Charterers could not succeed, however, because the damage to the vessel was not the damage envisaged by the Convention which was, generally speaking, damaged caused by the vessel itself and not damage to the vessel itself.

546. Teekay Tankers Ltd v STX Offshore And Shipbuilding Co. Ltd [2017] EWHC 253 (Comm)

Contract formation – agreement to agree not enforceable – shipbuilding contracts.

The Facts

Teekay Tankers Ltd, incorporated in the Marshall Islands and listed on the New York Stock Exchange, a subsidiary of Teekay Corp, operate a fleet of oil tankers from Vancouver.

Teekay contracted with STX, Korea to build 16 aframax tankers.

The first 4 vessels were purchased on completed contracts. The remaining 12 were purchased in terms that gave Teekay an option of purchasing on predetermined conditions save for delivery dates.

The clause which gave rise to the despute read as follows:

4.1. Delivery dates for each of the optional vessels shall be mutually agreed upon at the time of Teekay’s declaration of the relevant option.

4.2. But STX will make best efforts to have a delivery within 2016 for each of the first optional vessels, within 2017 for the each of the second optional vessels and within 2017 for each of the third optional vessels.”

Findings

In a trial, Walker J found that the delivery dates were an essential term upon which there was no agreement.

Best efforts” qualified the putative obligation to agree and not an obligation objectively ascertainable.

Commentary

The tension between dates “to be mutually agreed upon” and “best efforts” to deliver was decided by Walker J in favour of the absence of agreement.

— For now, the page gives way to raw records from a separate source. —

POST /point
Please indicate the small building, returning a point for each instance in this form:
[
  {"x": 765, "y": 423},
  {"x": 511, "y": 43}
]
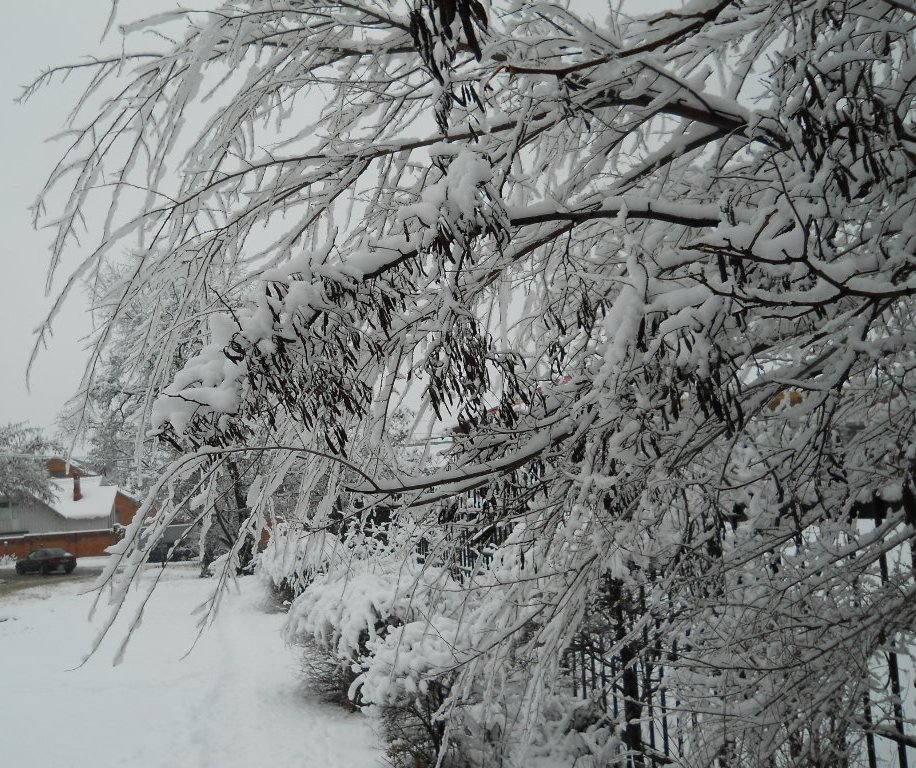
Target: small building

Walker J referred to Little v Courage Ltd where Lord Millet said as follows: “an undertaking to use one’s best endeavours to obtain planning permission for an export license is sufficiently certain and is capable of being enforced. An undertaking to use one’s best endeavours to agree, however, is no different from an undertaking to agree, to try to agree or to negotiate with a view to reaching agreement; all are equally uncertain and incapable of giving rise to an enforceable legal obligation.”

545. El Greco (Australia) (Pty) Ltd v Mediterranean Shipping Co SA (the “MSC Melbourne”) [2004] 2 Lloyds Rep 537

Hague Visby Rules – substantial quantity of individual prints and posters packed in a container – not “units” for purposes of limitation

The Facts

A cargo of posters and prints were loaded on board the vessel at Port Botany, Sydney in a 20 foot general purpose container. The vessel sailed for Antwerp where the container was transshipped onto the Aquitania bound for Piraeus. From Piraeus the container was transported by road to Aigion.

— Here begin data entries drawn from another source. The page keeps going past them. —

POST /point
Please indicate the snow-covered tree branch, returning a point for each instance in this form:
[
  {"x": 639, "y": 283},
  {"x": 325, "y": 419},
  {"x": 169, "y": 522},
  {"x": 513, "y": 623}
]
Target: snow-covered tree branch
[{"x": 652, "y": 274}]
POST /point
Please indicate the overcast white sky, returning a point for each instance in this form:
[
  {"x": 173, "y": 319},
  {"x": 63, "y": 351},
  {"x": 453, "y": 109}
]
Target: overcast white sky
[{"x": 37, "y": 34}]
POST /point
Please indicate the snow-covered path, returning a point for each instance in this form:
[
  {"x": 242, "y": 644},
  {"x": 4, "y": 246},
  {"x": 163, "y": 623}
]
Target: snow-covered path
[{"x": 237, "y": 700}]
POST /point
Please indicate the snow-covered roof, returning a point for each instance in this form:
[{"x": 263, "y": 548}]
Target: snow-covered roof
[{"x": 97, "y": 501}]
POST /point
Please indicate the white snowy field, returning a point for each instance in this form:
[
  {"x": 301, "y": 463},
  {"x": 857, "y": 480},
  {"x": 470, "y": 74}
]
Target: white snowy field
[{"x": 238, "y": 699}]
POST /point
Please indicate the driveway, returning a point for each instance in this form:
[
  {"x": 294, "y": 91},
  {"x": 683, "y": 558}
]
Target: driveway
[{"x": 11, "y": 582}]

When packed into the container, the goods had been made up into approximately 2000 packages. The container was carried under a non-negotiable through Bill of Lading.

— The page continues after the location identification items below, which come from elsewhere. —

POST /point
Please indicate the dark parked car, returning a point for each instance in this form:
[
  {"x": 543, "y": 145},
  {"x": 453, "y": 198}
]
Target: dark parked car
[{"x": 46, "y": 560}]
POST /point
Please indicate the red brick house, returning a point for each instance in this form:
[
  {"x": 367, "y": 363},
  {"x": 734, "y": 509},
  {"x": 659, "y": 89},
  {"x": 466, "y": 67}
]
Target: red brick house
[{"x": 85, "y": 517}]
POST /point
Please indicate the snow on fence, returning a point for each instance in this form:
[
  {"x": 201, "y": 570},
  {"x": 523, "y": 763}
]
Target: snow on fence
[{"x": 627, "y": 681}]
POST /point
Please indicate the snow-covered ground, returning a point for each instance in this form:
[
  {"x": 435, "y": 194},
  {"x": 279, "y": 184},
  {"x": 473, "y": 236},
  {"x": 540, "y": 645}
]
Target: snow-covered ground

The description of the cargo on the face of the Bill was “said to contain: 200945 pieces, posters and prints – No. of pkgs.: 1.”

Clause 21 of the Bill of Lading read: “where the goods have been packed into containers or on behalf of the merchant, it is expressly agreed, that each container shall constitute one package for the purpose of application of limitation of the carrier’s liability.”

The Claimant alleged that the goods were damaged on arrival.

Findings

The judge at first instance found that the goods had been damaged by seawater during the voyage and that the carrier was liable.

The judge at first instance found that clause 21 was void as it offended Art.III rule 8.

She found the actual damages suffered to be AUS $ 63 570 which she awarded to the Claimant on the basis that limitation was to be calculated on the basis of 200945 units being enumerated on the face of the Bill of Lading.

Claimant appealed with regard to the extent of the damages fixed by the judge. The carrier cross appealed on 2 bases: clause 21 was not void and, in any event there was no proper enumeration of the packages/units in the container.

Allsop J, Black CJ concurring, and Beaumont J, dissenting upheld the cross appeal on the basis that there had been no proper enumeration of units on the face of the Bill of Lading.

To arrive at his conclusion, Allsop J made extensive reference to Sturley, The Legislative History of the Carriage of Goods by Sea Act and Professor Berlingieri and the Comite Maritime International (CMI), travaux préparatoires of the Hague Rules and the protocols of February 23, 1968 and December 21, 1979.

On the approach to the interpretation of the Hague Visby Rules as enacted in Australia, Allsop J referred to Lord Diplock in Fothergill v Monach Airlines Ltd as follows:

The language of that convention that has been adopted at the International Conference to express the common intention of the majority of the States represented there is meant to be understood in the same sense by the Courts of those States which ratify or accede to the Convention. Their national styles of legislative draftsmanship will vary considerably as between one another. So will the approach of their judiciaries to the interpretation of written laws and to the extent which recourse maybe had to travaux préparatoires, doctrine and jurisprudence as extraneous aids to the interpretation of the legislative text.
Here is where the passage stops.